C. Aannemelijkheid van de gestelde feiten

Mevrouw Raaijmaakers vat de klacht van haar cliënte als volgt samen:

• de communicatie en omgang van Fluitman zijn intimiderend;

• Fluitman speelt zakelijke verschillen van mening op de persoon;

• Fluitman verdraait woorden en zaken en dit leidt tot een onheuse bejegening;

• Fluitman heeft zijn emoties, met name zijn eigen boosheid, niet in bedwang.

Klagers voeren ter ondersteuning van hun klacht een aantal voorvallen aan, “vaststaande feiten”

volgens mevrouw Raaijmaakers. Deze feiten zouden overtuigend laten zien dat het

grensoverschrijdende gedrag van de heer Fluitman zich werkelijk heeft voorgedaan. De onderzoeker heeft deze vermeende feiten opgedeeld in drie categorieën, die hij hierna op hun aannemelijkheid zal beoordelen.

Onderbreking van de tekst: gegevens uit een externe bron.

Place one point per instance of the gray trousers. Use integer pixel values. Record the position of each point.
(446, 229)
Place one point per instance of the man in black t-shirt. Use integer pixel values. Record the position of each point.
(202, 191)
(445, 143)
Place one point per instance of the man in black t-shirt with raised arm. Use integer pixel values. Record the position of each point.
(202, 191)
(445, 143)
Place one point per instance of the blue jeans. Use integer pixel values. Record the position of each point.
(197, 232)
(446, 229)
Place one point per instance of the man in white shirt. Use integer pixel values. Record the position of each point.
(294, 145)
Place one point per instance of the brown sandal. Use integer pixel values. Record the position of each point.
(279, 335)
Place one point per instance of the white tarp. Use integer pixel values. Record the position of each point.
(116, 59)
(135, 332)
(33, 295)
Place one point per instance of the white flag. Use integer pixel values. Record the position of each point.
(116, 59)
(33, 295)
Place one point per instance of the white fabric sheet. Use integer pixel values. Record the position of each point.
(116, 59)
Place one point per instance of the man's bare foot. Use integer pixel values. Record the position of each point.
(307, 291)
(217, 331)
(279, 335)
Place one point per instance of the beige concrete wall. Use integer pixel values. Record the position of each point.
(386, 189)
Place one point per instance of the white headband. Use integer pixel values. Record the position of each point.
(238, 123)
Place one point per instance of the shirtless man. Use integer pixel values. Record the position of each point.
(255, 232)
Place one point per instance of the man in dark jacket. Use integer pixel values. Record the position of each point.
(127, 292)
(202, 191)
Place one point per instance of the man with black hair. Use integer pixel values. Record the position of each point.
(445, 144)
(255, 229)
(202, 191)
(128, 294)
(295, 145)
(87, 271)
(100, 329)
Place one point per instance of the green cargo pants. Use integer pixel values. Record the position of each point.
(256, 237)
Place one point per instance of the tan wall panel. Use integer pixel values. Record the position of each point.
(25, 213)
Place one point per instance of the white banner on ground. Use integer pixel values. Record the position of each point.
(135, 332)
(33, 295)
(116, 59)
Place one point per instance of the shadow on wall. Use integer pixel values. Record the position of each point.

a. Concrete incidenten waarbij de heer Fluitman zich grensoverschrijdend gedraagt;

b. Dualisme in Zeist en de professionaliteit van de heer Fluitman als wethouder ten aanzien van de kennis en de praktische naleving van de uitgangspunten van het dualisme;

c. De persoonlijkheid van de heer Fluitman; mogelijk storende, structurele persoonlijkheidsaspecten met een diepere oorzaak, resulterend in een patroon van grensoverschrijdend gedrag dat verder gaat dan enkele losstaande incidenten;

Bij het vaststellen van de aannemelijkheid van de verwijten die klagers aan de heer Fluitman maken, doen zich op voorhand twee problemen voor die nopen tot terughoudendheid:

 Het bepalen van de aannemelijk van de manifestaties van het vermeende klachtwaardige gedrag van de heer Fluitman is problematisch. Mevrouw Pereboom zelf zegt daarover “dat het om de toon en de bejegening gaat. Het gaat haar niet zozeer over de woorden maar over de boosheid die bij de heer Fluitman naar boven komt”. De aannemelijkheid van het hanteren van een bepaalde

61 toon, bejegening of het inzetten van emoties is aanzienlijk lastiger vast te stellen dan die van – bijvoorbeeld – schriftelijk taalgebruik of fysieke contacten.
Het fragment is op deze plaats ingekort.